Hello. I am getting ready to upgrade the stereo in my 2006 Altima SE. I currently have the non-BOSE factory stereo in my car. I am upgrading to a Dual XHD7714. I also purchased the PAC SWI-PS for the steering wheel controls.

I understand that I need to replace my speakers as well. The factory headunit and the NDSS speakers are 2-ohm. The Dual headunit is 4-8 ohms according to the manual. I would sure like to know why the factory equipment is incompatible with aftermarket kit... :balls:

Anyway, I am going to take my car and the new equipment to a local car audio place. I would prefer not to get screwed. So please humor me and let me ask one or two more newbie questions... :newbie:

Does all of the speaker wire in the car need to be replaced if I am upgrading from 2-ohm to 4-ohm speakers?

Do I need an amplifier, or will the headunit be good enough for listening to music at moderate volumes? I am not the guy that drives around the neighborhood rattling window panes with my subwoofer.

All of this for Bluetooth and an iPod connection.

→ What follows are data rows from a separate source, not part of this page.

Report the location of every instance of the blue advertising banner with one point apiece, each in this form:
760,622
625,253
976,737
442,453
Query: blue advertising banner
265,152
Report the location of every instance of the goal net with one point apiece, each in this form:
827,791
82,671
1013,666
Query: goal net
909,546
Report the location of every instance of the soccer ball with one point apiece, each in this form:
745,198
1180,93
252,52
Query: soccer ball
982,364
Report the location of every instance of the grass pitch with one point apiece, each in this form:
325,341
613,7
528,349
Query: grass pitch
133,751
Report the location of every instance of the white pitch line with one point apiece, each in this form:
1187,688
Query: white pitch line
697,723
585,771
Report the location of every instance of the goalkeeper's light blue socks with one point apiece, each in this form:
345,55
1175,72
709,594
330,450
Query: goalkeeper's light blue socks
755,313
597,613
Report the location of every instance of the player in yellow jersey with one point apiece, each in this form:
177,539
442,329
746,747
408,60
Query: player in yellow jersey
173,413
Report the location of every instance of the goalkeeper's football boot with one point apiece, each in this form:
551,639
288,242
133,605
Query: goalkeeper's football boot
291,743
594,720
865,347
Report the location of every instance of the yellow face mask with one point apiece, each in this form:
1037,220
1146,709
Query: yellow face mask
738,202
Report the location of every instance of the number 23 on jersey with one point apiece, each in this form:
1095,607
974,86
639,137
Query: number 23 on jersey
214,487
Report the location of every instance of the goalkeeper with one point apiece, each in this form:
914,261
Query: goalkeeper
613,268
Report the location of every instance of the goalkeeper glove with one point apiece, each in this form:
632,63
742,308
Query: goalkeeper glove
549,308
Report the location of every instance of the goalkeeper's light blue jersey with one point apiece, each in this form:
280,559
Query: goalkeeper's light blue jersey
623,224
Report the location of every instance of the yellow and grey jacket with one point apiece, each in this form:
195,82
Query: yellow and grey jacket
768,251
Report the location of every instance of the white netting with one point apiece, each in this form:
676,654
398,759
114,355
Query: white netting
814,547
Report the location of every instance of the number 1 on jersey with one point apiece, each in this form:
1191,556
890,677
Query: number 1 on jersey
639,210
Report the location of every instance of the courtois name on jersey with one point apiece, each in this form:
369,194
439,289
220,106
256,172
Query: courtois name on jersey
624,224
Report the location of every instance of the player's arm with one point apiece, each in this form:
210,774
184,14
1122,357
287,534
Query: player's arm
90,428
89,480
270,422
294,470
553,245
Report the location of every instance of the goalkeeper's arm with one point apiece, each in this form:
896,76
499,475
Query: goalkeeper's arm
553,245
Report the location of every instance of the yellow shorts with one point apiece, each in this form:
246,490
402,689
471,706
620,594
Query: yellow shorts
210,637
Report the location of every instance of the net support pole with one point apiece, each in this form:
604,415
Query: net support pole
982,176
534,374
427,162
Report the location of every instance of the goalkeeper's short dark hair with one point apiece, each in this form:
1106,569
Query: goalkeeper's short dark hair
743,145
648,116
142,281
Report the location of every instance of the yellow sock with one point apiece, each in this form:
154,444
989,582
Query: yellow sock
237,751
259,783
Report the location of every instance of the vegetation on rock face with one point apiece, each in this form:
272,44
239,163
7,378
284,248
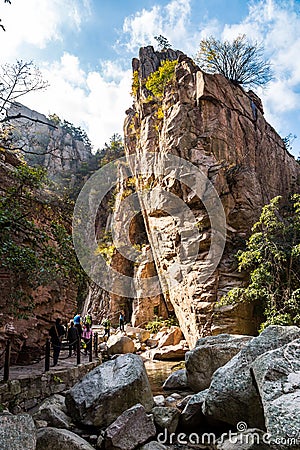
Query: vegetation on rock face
239,61
163,43
158,322
272,257
76,132
157,81
35,244
111,151
135,83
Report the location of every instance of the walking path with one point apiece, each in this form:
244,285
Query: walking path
64,362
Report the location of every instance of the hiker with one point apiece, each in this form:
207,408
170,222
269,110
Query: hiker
88,319
77,324
122,321
72,337
56,332
87,337
106,324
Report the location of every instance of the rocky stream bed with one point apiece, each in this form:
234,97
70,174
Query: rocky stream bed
232,392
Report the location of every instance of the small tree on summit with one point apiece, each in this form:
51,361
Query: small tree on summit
163,43
239,61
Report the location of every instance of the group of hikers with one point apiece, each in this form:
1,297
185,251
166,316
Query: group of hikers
78,330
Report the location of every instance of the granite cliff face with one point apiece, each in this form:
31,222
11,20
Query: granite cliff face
221,129
49,143
28,309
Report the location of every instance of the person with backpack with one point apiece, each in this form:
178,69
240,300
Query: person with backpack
72,337
88,319
56,333
106,324
87,335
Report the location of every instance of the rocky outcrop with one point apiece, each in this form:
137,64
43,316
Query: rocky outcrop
17,432
166,418
132,428
219,128
49,143
233,396
277,375
28,307
209,354
176,381
51,438
107,391
53,412
120,344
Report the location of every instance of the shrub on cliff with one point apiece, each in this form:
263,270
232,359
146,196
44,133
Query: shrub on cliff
239,61
157,81
272,258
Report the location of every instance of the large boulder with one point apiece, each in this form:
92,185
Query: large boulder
132,428
192,416
232,396
108,390
169,353
211,353
153,445
166,418
251,439
173,337
176,381
53,411
55,438
277,374
17,432
120,344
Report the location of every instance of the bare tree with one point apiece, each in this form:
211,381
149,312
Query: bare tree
239,61
163,43
17,80
2,26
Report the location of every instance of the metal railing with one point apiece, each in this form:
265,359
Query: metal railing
91,346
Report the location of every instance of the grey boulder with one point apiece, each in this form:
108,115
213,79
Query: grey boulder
153,445
53,411
17,432
209,354
176,381
277,374
192,416
251,439
108,390
132,428
166,417
120,345
232,396
58,439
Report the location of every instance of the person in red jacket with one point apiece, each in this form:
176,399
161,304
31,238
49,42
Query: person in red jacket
87,335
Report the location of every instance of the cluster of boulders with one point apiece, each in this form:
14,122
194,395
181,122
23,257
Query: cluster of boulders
167,344
245,387
235,392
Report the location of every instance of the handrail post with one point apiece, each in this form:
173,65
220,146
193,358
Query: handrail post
7,360
78,350
47,355
96,344
91,349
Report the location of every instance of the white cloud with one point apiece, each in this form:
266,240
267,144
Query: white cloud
171,21
91,100
276,24
37,22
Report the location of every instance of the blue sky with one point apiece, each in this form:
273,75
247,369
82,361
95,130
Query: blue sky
85,47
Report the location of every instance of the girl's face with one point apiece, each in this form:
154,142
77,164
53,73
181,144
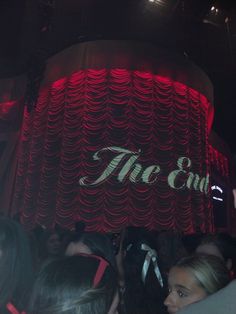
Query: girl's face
77,248
183,290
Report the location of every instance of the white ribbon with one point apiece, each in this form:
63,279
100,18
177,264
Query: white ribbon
151,256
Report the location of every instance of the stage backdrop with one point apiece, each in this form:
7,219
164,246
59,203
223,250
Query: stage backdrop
119,136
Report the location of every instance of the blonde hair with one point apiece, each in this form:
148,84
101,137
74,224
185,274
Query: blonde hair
209,271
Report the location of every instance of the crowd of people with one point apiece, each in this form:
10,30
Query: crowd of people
131,272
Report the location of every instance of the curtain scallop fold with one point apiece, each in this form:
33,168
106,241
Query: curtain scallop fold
155,117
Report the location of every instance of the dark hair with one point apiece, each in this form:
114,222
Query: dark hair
98,243
16,272
223,242
66,286
209,271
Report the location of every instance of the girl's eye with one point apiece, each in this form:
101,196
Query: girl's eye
181,294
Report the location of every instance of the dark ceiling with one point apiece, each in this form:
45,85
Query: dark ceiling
33,27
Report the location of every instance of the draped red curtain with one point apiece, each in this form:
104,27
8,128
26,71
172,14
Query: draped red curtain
11,112
68,167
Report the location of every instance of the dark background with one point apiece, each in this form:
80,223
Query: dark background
39,28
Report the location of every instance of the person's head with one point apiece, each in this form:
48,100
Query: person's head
92,243
193,278
82,284
15,264
218,245
49,244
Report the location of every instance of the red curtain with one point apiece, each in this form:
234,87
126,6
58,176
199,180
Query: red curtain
156,119
10,119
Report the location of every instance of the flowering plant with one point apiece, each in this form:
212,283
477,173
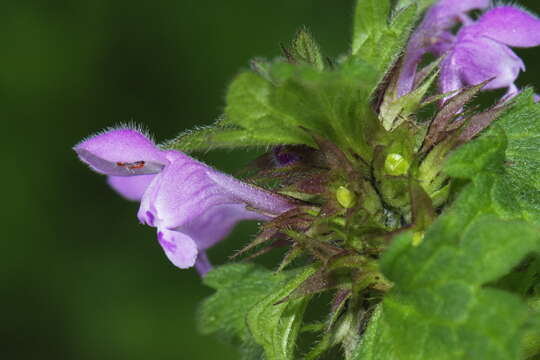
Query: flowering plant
406,209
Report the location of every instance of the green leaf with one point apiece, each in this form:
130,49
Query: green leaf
485,153
421,4
276,326
239,288
305,49
245,296
440,307
370,18
214,137
515,188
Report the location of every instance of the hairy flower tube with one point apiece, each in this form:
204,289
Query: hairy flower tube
481,50
433,36
192,205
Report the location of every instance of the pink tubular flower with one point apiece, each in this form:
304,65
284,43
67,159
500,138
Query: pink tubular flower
481,50
192,205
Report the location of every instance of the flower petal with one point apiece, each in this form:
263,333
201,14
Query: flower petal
260,199
511,26
445,13
450,79
186,189
179,248
121,152
131,187
432,36
216,223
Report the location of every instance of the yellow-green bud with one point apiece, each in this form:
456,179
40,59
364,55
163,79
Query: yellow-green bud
396,165
345,197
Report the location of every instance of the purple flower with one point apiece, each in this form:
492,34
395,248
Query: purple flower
481,50
433,36
192,205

Thanks in advance for your help.


----------



## Nickaltima (Jan 11, 2008)

ive replaced my non bose deck with a pioneer cd player when i forst got it..your stock speakers will operate fine with ur deck just not as good as they did with ur stock unit..mine did..ive since upgraded the speakers to kicker in the back and alpine in the front and a pioneer 7in touch screen..you dont need new speaker wires and you dont need an amp..they are going to possibly suggest tthe amp for you as an up-sell..also its pretty easy to install the radio when you buy the wire harness you match up all the same color wores from the radio to the harness its easy unless ur colorblind lol buy the radio dash kit to cover the gap its all simple to put together and install..the only thing is the PCI thing ive never done that ive learned to live wwithout the steering controls and as far as checking your mpg and all that the little push pin on the speedo cluster will get you to all of those screens but its ur choice..also one last note..dual is kind of a low end unit..for the same price or a little better id go with at least a cheap pioneer my friend has the same dual deck and it skips and sound quality isnt really as good as it could be..any questions feel free to ask id b happy to help! as well as i hope this helped


----------